Dear Eldest Child,
Yesterday you brought home a picture of yourself from summer camp, handed it to me, and told me that it was to remind me that I needed to make your mohawk awesome again. You see, when you were four you started asking for a mohawk. And when you were five we let you get one.
Instead of saying “no” to the mohawk idea, I said that you had to overcome your fear of hair buzzers and that if you still wanted the mohawk in a year you could get the mohawk. You asked periodically “When can I get my mohawk?” and eventually I told you that at the end of the school year you could get a mohawk if you still wanted one.
I had many mixed feelings about this choice of yours, but when you wanted to grow your hair long I told you that haircuts and clothes are something that you can call the shots on. They are the areas in which a five year old can express individuality in an impermanent way.
I understood that it would take a lot of work each morning to put it up. Not to mention some research to figure out how I was supposed to get 3 inches (then) of hair to stand up straight all day through playtime. I had never had a mohawk or cared for a mohawk.
I understood that, as with any choice that we make as children, a mohawk could come with teasing.
I considered protecting you from your decision and saying “no”, or explaining to you that it could result in teasing. You’re fragile sometimes.
Ultimately we honored what we had told you- that your hair is yours to make choices about.
You see.. We can’t protect you from teasing, because anything can be the source of teasing. Kids tease. You can be teased for having blue eyes or a three letter name. You can be teased for being tall.
The way to build your self confidence is not through telling you that your choices are the wrong ones, but through supporting your choices and making sure you understand how totally arbitrary and unwarranted teasing and bullying is.
So you got your mohawk. We looked at pictures of other people who had mohawks. All different kinds of people. And we talked about how some people think that mohawks are silly. Some people think that mohawks mean a certain thing. But that some people think mohawks are totally awesome and cool. And that ultimately we decide what it is that we like, and our hair and clothes should come from what we like and not what others tell us is “cool”.
You do look awesome with your mohawk. Your head is a lovely shape and you have huge big blue eyes with crazy-long lashes and you are able to pull off any hairstyle. It also makes it easy to spot you in a crowd of kids at the playground. You’re the one with five inch spikes sticking up from your head.
I don’t entirely like waking up an extra half hour early when I’m already not getting sleep because your little sister is four months old. But I consider it work that is worth it because it is building your confidence in your choices. It builds your independence. And it teaches you responsibility because you are the one who washes the spikes out. You are the one who gets up when I tell you it’s time to get up, because you understand that if you want your mokawk up then you have to get ready quickly.
There’s a cultural association between mohawks and counter-culture, and counter-culture and a lack of responsibility. I find a certain irony in this, as your ‘hawk has taught you more responsibility and time management and listening skills.
It’s also eased your frustration with being teased.

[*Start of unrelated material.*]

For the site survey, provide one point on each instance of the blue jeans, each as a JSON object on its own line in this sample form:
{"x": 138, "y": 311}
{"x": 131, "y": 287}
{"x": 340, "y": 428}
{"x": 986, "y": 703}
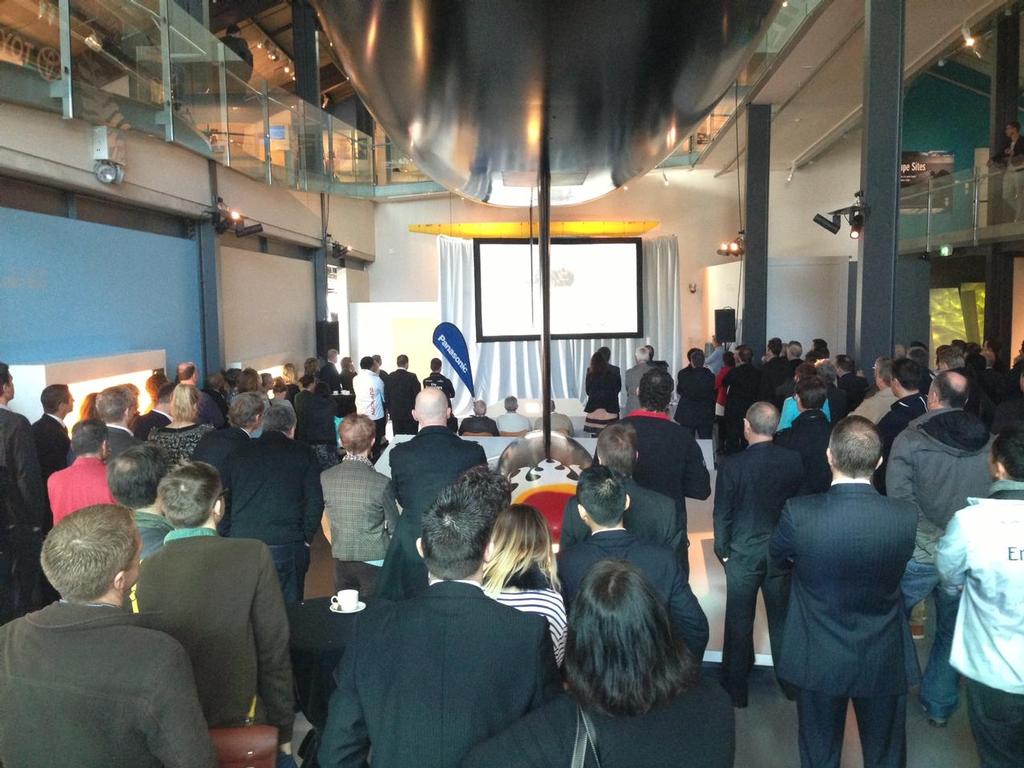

You’re only five, but those crazy spikes on your head have taught you that it’s okay to choose to be different sometimes, and that sometimes kids will tease you for something that is actually rather awesome. It has given us ways to talk about permanent and non-permanent choices, about matters of style and matters of health and safety.
At five you say something that took me nearly 30 years to master: “It’s okay that you don’t like it, but it’s MY BODY and MY HAIR and I like it because it’s cool.”
I had been hoping that it was a phase and that it would grow over (literally) and we could go back to sleeping in a little bit longer. Yesterday you took the initiative to take a picture home from summer camp that showed your mohawk up, and told me exactly what you wanted and needed me to do. So we went into the bathroom while your brother was taking a nap and we buzzed the sides off again, put it up, and painted it red for fun. It’s now five inches tall. I may have to convince you that it needs to be trimmed a bit, as five inch spikes are a bit hard to get to stay up.
It’s worth getting up that extra half-hour early and getting my hands all sticky with hair spray and hair glue before I even have my morning coffee. It’s worth randomly being asked “how could you give him a mohawk” by people who think that I somehow made this decision for you. Simple. YOU made the choice. YOU stuck with it for a year before we went with it. YOU get up in the mornings because you want your mohawk up. We did not “give” you a mohawk. We let you make a choice. And I’m proud of the choice that you made, because it is your choice.
The way to be happy with your body and your choices is to own them, and to make them because YOU like them.
You teach me things every day, big kid.